Former McMartin Pre-School defendant Peggy Ann Buckey pulled her silver Honda CRX into a parking slot at the Trident Community Center in Anaheim, quietly unloaded books and other materials, and entered a classroom before 7:30 a.m. Wednesday to resume what she has been prevented from doing for five years: teaching a class of handicapped children.
The 32-year-old Buckey, who holds a master's degree in special education, was ready to meet her first two students in a class that will be limited to 10 high school students with learning and communication disorders.
By slipping in early she avoided a confrontation with about a dozen demonstrators from an Orange County coalition of victims' rights and child advocacy groups, who waved placards reading "Crime Victims Say No to Buckey" and other slogans as students and other teachers began arriving at the alternative school.
Say They Were Outraged
The demonstrators said they were outraged that she was being allowed to teach again, even though all molestation and conspiracy charges against her and four other McMartin teachers were dropped in 1986. Her mother and brother presently are being tried in Los Angeles County Superior Court on 65 counts of molestation and conspiracy.
Peggy Ann Buckey sporadically taught as a substitute at her family's Manhattan Beach nursery school from 1977 to 1980.
"We're not saying she's guilty. We're not saying she's innocent. We're saying she's \o7 suspect,\f7 " said Howard Garber, director of the Citizens Anti-Crime Task Force (ACT). He was joined by representatives of the Orange County Citizens Against Child Abuse, Young Citizens for Law and Order, National Exchange Club for the Prevention of Child Abuse, Fullerton Citizens for Decency and National Coalition Against Pornography.
Shelley Ziliak brought her 16-year-old handicapped daughter, Kimberly, to dramatize the difficulties such children have in making themselves understood.
"It's just perfect, isn't it, that she would be assigned to teach children who cannot communicate what they experience?" she said.
Leonard Lahtinen, president of the Anaheim Secondary Teachers Assn., said he had come "to protest the protesters. It's our position that she's entitled to reinstatement fully and completely. They (the protesters) are unwilling to accept what the courts have decided. They're a gang of vigilantes."

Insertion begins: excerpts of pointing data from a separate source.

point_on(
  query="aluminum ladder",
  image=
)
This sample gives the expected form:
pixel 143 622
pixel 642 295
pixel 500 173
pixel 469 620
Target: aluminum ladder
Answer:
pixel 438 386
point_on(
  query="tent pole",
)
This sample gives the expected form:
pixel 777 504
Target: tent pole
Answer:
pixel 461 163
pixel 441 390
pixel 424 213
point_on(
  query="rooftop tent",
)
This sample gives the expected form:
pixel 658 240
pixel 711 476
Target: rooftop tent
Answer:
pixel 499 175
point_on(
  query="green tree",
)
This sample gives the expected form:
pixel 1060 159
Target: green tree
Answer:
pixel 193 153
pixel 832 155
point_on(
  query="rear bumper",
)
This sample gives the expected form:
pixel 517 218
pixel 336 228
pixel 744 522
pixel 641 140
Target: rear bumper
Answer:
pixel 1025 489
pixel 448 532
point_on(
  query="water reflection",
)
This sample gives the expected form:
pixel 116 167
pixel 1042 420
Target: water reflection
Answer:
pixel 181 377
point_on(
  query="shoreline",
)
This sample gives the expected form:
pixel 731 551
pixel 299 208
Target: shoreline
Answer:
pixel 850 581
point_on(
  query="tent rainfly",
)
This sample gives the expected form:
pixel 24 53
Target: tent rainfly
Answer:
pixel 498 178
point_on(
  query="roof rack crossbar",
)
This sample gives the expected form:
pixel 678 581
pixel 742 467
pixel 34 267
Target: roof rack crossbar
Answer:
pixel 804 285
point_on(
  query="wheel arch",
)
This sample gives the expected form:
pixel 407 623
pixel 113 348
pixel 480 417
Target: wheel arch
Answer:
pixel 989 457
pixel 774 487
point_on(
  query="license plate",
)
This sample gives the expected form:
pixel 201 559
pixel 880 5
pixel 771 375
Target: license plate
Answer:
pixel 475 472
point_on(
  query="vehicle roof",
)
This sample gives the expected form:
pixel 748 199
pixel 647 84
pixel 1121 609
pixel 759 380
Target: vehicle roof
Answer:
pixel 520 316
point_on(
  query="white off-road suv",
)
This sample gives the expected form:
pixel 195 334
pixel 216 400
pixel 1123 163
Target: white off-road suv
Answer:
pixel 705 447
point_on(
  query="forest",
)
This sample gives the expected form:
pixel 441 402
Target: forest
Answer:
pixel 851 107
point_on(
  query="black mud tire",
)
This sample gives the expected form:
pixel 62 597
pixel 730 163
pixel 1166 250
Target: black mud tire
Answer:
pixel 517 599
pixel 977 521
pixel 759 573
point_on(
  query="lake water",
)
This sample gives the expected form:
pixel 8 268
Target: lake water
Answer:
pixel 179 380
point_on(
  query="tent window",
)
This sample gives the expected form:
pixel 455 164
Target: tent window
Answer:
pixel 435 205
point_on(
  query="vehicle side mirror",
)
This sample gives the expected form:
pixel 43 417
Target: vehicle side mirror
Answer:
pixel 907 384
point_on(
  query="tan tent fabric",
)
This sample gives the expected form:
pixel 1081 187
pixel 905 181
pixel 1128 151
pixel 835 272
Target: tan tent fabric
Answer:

Buckey lost her teaching credential after she was indicted in the McMartin case in 1984, and school officials denied her request for reinstatement, questioning both her "moral fitness" to teach and whether, in fact, she still had a credential, which they contended had expired.
Buckey fought back, and after a three-month hearing, Administrative Law Judge Ronald M. Gruen recommended that her application to teach the deaf and learning-disabled be approved. In January, the state Commission on Teacher Credentialing, meeting in Sacramento, voted 7 to 6, with one abstention, to endorse his proposed ruling.
"I'm overjoyed," Buckey said at that time. "I think it's the greatest news I've had in five years."
Neither she nor her attorney were available for comment Wednesday.
Anaheim Union High School District Supt. Cynthia Grennan said Buckey was assigned to the newly created class because her former post at Kennedy School in La Palma had been filled. Grennan said parents of children being considered for transfer to Buckey's class will not be told about her background, but that if any parent objects, his or her objection will be respected.
Still at issue is whether Buckey will receive the $100,000 in back pay she claims is due her, a matter still being negotiated between her attorney and district officials.
The protesters, as well as parents of McMartin children who testified at Buckey's teaching credentialing hearing, said they plan to ask the commission to reconsider its decision when it meets Friday in Anaheim.